In the meantime, impress your friends with some St. Patrick's Day trivia:
- In the United States, it's customary to wear green on St. Patrick's Day. But in Ireland the color was long considered to be unlucky because folklore says that green is the faeries favorite color. In Irish folklore, faeries were likely to steal children who wear too much of the color.
- Shamrocks are believed to represent rebirth and life because of its green color. The four leaves of the clover represent faith, love, hope and luck.
- On average, a new Irish pub opens in the U.S. every day.
- According to Guinness, 13 million pints of the beer are consumed around the world on St. Patrick's Day. 30 percent of those 13 million pints are consumed in the U.S. alone.
- One in 161 Americans is named Patrick. That's about two million people - more than the entire population of Ireland.

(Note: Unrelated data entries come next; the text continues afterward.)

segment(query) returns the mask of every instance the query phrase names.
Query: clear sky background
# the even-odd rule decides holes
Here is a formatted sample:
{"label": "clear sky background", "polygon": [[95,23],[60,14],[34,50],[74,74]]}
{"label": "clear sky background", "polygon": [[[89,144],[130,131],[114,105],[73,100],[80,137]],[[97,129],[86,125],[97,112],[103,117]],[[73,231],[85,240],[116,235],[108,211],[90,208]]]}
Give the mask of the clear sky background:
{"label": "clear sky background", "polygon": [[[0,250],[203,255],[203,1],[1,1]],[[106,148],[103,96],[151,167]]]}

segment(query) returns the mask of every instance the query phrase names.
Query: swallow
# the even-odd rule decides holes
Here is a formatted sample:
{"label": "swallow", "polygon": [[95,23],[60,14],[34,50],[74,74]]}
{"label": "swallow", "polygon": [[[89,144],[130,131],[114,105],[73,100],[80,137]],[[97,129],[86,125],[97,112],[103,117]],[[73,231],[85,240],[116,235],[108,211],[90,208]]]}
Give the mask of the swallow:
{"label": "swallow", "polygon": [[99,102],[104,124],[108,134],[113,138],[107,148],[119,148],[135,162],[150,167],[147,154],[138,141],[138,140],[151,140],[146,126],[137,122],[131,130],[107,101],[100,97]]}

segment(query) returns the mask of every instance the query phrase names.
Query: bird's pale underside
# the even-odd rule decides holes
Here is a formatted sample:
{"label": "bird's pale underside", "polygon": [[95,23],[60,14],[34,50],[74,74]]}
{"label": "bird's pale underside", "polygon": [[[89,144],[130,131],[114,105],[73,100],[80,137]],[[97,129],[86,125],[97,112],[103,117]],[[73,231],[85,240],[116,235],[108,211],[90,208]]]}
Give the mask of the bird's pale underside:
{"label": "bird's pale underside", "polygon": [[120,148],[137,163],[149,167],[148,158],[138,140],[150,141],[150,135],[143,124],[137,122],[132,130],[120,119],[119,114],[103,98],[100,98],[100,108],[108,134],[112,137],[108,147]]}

History behind the Holiday
St. Patrick wasn’t Irish
The man whom the holiday honors was born in Britain in the third century. He was kidnapped as a teenager and taken to Ireland, where he was enslaved and forced to work as a shepherd. He eventually escaped, and returned home, but legend says he heard a heavenly voice commanding him to return to Ireland and convert the people to Christianity.

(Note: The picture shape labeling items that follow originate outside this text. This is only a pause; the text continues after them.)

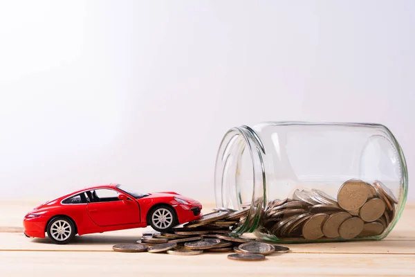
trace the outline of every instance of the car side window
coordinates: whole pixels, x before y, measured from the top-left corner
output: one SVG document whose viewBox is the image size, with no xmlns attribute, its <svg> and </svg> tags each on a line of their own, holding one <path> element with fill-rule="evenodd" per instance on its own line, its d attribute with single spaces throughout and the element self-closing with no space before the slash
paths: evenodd
<svg viewBox="0 0 415 277">
<path fill-rule="evenodd" d="M 109 188 L 98 188 L 93 190 L 90 190 L 89 198 L 92 197 L 93 202 L 110 202 L 113 201 L 121 201 L 118 199 L 118 193 L 116 190 Z"/>
<path fill-rule="evenodd" d="M 86 203 L 86 199 L 85 199 L 85 197 L 81 197 L 81 193 L 77 194 L 76 195 L 73 195 L 69 198 L 66 198 L 66 199 L 62 201 L 62 204 L 84 204 L 84 203 Z"/>
</svg>

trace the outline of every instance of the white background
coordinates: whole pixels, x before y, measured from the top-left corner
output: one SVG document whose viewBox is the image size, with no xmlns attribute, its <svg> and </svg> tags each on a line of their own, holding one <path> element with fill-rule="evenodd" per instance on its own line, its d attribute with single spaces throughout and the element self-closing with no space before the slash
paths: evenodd
<svg viewBox="0 0 415 277">
<path fill-rule="evenodd" d="M 382 123 L 410 174 L 414 15 L 412 1 L 0 0 L 0 196 L 118 182 L 213 202 L 223 135 L 265 120 Z"/>
</svg>

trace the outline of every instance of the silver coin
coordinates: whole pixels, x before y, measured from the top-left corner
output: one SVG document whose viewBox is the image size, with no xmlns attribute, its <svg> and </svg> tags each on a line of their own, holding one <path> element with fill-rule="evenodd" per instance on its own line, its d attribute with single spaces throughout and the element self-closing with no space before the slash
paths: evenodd
<svg viewBox="0 0 415 277">
<path fill-rule="evenodd" d="M 160 244 L 154 245 L 147 249 L 147 251 L 150 253 L 164 252 L 170 250 L 177 246 L 176 242 L 162 243 Z"/>
<path fill-rule="evenodd" d="M 239 250 L 252 254 L 268 255 L 275 251 L 273 245 L 265 242 L 250 242 L 239 245 Z"/>
<path fill-rule="evenodd" d="M 221 244 L 221 240 L 215 238 L 204 238 L 195 242 L 185 243 L 185 247 L 190 250 L 203 250 L 213 248 Z"/>
<path fill-rule="evenodd" d="M 265 256 L 261 254 L 239 253 L 228 255 L 230 260 L 244 260 L 244 261 L 257 261 L 265 260 Z"/>
</svg>

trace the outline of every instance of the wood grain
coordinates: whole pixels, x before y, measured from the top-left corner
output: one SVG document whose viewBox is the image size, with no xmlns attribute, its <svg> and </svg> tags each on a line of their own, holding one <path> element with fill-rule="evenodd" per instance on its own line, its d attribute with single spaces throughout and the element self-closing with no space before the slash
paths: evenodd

There were never snakes in Ireland
Legend credits St. Patrick with banishing snakes from Ireland by chasing them into the sea after they assailed him during a 40 day fast. However, all evidence suggests that Ireland never had any snakes because, as an island, snakes were unable to migrate across open ocean.
First St. Patrick's Day held in New York, not Ireland
Colonial New York City hosted the first official St. Patrick's Day parade in 1762, when Irish immigrants in the British colonial army marched down city streets to reconnect with their Irish heritage.
St. Patrick's Day: a minor religious holiday in Ireland
St. Patrick's Day did not become a national holiday in Ireland until 1903 and the first parade wasn't held in Dublin until 1931. It was originally a minor religious holiday, where a Catholic priest would acknowledge the feast day and families would celebrate with a big meal.